I short-circuited. I laughed hysterically. Here was a gratuitous, fabricated formation of letters, could mean anything, could mean nothing, thrown onto the page without let or hinder, heedless of the laws of usage. It not only ignored the needs of the reader, it mocked them.

[Backstory: “Potrzebie” is a Polish word meaning “a need.” Harvey Kurtzman ran across it in a list of instructions in multiple languages that came with a bottle of aspirin. He cut it out, copied it, and started pasting it into the backgrounds of random Mad stories. It caught on, along with other classic Mad neologisms as furshlugginer, veeblefetzer, ecch, blecch, hoohah, fladdap, and shtoink. A satiric Potrzebie System of Weights and Measures persists in those pages to this day.]

And it invited you to mock along.
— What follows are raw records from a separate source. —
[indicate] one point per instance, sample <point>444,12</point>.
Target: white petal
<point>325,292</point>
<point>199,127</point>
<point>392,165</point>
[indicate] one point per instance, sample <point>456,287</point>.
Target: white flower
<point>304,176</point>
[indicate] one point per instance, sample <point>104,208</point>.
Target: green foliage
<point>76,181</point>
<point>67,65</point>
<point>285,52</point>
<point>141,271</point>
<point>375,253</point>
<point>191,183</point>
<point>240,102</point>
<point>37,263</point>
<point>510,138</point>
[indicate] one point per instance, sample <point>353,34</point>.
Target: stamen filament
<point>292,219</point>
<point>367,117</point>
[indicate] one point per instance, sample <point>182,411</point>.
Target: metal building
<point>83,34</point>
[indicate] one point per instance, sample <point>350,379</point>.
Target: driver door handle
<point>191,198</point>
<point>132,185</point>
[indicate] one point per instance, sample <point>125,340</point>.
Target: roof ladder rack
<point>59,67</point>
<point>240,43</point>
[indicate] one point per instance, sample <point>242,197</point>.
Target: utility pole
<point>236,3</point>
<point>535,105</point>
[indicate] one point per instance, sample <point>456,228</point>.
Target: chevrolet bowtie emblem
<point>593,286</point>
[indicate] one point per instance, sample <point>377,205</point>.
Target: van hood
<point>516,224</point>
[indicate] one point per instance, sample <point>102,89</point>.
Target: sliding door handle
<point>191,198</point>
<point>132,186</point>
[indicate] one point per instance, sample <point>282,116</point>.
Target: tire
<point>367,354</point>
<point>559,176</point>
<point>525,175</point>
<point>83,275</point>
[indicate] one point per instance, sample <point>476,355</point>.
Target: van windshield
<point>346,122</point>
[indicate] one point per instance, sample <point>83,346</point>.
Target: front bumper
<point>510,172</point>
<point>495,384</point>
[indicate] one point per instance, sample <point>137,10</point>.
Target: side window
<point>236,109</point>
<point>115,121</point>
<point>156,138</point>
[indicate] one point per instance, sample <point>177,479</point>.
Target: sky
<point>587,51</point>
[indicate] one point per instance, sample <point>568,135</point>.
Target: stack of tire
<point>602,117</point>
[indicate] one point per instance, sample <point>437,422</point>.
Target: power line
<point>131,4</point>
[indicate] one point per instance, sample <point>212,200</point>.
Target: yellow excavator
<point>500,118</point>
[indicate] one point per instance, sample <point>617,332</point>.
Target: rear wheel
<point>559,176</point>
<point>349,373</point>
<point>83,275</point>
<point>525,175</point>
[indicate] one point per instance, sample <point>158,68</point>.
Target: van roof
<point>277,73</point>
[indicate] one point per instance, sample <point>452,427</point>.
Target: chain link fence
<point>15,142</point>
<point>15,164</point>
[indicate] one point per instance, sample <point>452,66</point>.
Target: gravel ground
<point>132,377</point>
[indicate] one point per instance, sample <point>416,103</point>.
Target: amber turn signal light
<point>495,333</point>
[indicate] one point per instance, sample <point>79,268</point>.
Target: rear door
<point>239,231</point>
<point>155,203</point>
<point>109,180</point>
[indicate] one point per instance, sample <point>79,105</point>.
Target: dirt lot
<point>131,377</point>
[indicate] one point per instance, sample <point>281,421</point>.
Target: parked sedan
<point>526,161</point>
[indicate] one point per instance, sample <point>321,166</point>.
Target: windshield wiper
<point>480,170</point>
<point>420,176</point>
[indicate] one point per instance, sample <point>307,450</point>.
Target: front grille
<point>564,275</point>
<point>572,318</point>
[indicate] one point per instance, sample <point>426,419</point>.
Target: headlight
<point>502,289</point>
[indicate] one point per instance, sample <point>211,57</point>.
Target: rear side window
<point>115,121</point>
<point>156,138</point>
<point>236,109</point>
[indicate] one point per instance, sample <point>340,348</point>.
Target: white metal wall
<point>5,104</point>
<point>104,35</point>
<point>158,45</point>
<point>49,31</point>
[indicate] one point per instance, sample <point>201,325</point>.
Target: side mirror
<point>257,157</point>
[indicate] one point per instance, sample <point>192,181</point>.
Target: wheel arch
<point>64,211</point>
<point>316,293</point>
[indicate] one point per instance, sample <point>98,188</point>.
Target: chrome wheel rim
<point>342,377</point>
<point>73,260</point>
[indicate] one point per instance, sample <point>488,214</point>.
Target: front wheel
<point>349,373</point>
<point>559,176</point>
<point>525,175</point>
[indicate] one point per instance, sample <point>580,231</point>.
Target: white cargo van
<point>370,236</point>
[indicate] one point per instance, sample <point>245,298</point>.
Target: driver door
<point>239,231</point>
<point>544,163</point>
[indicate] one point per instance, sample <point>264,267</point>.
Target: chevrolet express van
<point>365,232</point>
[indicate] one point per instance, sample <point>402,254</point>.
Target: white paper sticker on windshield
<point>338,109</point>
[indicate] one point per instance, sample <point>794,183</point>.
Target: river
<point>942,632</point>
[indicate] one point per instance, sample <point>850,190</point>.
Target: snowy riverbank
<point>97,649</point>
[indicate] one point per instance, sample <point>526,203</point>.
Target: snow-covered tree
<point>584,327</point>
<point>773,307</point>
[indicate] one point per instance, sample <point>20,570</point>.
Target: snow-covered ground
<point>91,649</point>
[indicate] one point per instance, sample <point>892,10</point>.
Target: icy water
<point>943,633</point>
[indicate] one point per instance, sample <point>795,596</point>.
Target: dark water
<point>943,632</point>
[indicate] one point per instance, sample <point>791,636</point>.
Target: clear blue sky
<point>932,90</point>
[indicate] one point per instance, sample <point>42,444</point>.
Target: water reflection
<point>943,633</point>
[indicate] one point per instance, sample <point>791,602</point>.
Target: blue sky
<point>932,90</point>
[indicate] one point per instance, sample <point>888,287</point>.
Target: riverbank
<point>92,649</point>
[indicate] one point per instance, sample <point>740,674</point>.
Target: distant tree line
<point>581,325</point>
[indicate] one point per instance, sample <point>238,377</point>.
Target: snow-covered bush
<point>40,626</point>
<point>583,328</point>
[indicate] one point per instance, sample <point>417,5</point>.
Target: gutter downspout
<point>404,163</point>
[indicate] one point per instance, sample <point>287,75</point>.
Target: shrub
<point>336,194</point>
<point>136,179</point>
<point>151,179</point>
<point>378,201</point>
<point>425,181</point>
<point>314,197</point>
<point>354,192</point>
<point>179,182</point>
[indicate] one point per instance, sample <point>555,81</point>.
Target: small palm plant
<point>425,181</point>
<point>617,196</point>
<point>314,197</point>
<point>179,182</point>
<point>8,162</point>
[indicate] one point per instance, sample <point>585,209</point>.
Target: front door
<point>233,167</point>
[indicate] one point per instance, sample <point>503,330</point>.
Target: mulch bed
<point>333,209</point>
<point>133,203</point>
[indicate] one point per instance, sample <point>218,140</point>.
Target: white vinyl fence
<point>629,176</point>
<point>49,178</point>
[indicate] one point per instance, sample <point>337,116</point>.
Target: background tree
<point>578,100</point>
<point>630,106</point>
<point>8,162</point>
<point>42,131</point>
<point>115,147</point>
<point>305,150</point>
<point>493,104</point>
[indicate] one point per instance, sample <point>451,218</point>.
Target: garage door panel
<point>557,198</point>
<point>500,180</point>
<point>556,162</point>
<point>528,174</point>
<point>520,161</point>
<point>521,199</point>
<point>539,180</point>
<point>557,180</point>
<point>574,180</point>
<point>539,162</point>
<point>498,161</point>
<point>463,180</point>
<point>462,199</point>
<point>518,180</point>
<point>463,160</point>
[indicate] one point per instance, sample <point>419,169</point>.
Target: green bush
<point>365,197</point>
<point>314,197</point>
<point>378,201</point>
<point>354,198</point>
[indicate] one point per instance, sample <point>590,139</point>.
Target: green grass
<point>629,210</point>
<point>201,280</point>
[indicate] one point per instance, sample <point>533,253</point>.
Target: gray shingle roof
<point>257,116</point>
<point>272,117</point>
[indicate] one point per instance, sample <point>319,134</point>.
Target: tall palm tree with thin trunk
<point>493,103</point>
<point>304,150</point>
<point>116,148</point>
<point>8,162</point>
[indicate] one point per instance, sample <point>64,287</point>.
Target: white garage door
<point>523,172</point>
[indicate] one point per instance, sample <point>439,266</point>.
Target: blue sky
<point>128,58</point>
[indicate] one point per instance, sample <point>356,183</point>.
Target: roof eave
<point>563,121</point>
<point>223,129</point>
It denied meaning. My tiny little mind didn’t know this yet, but Kurtzman was dipping into the same well of absurdity as the Surrealists. The waves of Eurosilliness ran through Lear, Carroll, Jarry, Joyce, and Ionesco, and quickly migrated into lower-brow artists such as Benchley, Perelman, Spike Milligan, Ernie Kovacs, Bob and Ray, and of course Mad.

“Potrzebie” gave me the power to step outside the dull, orderly system of consensual reality. Meanings were arbitrary, and, at base, silly and funny. And all my mental constructs went from stone to Jell-O. I was connected to unmediated experience again, without the terror of being overwhelmed by it. Life was laughable, was enjoyable. And I started creating. I didn’t know it, but I was doomed to a life of comedy.

This newly provisional reality could be tested for validity with the Sword of Potrzebie. Any given person, organization, creed, plan, system, was permeable, subject to the erosion of humorous query, skepticism, mockery, lampoon, and parody. The simple addition of the tiny word “potrzebie” into any magnificent but false landscape would explode it, set it aflame, bring it crashing down.

Not that this approach doesn’t have its dangers. Humor strips away superfluities. Like many young comics, I couldn’t tell the difference between myself and my act. I single-mindedly tore everything apart, including people, looking for material. To deny the meaning of everything is an untenable place from which to live – I tried it and it didn’t work.

I stopped staying up ‘til 3 in the morning at smoky bars telling dick jokes. I found a God I could live with, and writing. I have a family that puts up with me. My friends are the best in the world – they are funny, and don’t take too much seriously, but are absolutely solid, reliable, and honest, unencumbered by the phoney-baloney bullshit that passes for workaday relationships in this dodgy world, among the normatives, the control group.


I have very little money and a wheelbarrow-full of peace of mind. I owe it all to potrzebie.